Monday, July 23, 2012

High Graduation Rates Manipulated with "Credit Recovery!" Reinventing Education with so many Bad Ideas.

When you hear someone claim, “Parents know better” when it comes to their kid’s education, they’re lying. There’s so much we don’t know (I’m a parent).

Like when we save money on K-12 schools by gaming a students education. In the end, taxpayers will end up forking over just as much money for remedial classes when those same students go to college.

It’s called “credit recovery.” It’s actually a good idea, but poorly executed to make the schools look good. Look at this example from the state of NY.
Edweek: "Credit recovery" education programs, are increasingly used at high schools across New York as a way for struggling students to complete coursework online. School employees who administer credit recovery programs and some graduates say many students simply Google the answers and fill in the blanks, because there is little adult supervision.  Students can open up a separate Internet browser on screen and look up answers to test questions … many are able to log on to the programs right at home.

And while it's an open secret in many districts, critics say credit recovery allows young people to cheat themselves out of an education while boosting a school district's graduation rate.
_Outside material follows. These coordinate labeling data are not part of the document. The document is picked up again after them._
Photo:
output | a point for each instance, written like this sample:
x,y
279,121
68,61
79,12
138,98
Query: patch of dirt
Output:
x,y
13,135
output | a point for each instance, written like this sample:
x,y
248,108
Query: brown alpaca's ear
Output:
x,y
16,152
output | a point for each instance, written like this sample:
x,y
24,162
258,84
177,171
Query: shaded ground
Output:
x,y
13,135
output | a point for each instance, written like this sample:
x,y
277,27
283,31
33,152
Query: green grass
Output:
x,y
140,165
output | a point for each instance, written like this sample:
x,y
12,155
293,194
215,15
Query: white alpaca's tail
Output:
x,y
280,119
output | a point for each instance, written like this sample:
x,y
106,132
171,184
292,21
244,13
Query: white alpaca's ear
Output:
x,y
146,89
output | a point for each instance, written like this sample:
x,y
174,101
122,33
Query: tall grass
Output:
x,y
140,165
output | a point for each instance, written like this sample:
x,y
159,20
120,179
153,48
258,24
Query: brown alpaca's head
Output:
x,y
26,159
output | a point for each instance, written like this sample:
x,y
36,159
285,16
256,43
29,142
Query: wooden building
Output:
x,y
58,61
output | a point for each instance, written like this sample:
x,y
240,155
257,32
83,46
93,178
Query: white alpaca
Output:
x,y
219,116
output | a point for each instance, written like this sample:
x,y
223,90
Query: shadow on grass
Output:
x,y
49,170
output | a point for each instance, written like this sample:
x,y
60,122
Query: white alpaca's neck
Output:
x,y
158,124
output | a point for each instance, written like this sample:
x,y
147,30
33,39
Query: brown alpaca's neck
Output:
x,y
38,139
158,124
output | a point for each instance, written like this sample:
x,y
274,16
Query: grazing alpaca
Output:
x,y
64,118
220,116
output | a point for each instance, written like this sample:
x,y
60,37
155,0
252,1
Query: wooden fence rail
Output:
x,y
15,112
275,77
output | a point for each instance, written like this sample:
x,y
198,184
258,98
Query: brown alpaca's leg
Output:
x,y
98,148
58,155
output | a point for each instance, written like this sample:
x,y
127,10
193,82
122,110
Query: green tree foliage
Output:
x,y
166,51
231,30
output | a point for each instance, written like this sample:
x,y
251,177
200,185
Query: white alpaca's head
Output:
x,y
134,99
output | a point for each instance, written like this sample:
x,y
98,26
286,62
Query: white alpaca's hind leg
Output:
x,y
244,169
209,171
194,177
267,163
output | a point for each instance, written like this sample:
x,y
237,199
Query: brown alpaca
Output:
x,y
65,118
Schools can also cut personnel costs because fewer teachers are needed when student learning is shifted online.

True costs are pushed to the future, when students arrive at public community colleges and can't do the work. About half of all students who enter the state's community college system need remedial and developmental education, which costs taxpayers some $70 million annually, according to the State University of New York.
Your jaw will drop at the justification given below:
The "Operation Graduation" program at Columbia High School has been lauded … Before, 44 students failed to graduate. After, that dropped to just 12. In their own news release (they had this quote by) one former student: "It was a shocker to learn what I could get done in a day." At Columbia, The district uses a credit recovery program called NovaNet and students talk openly about "novanetting" a class they're failing.
Instead of looking at the other great educating systems around the world, the U.S. for some reason has decided to reinvent the wheel so to speak, with broken programs and privatization. I’m mystified.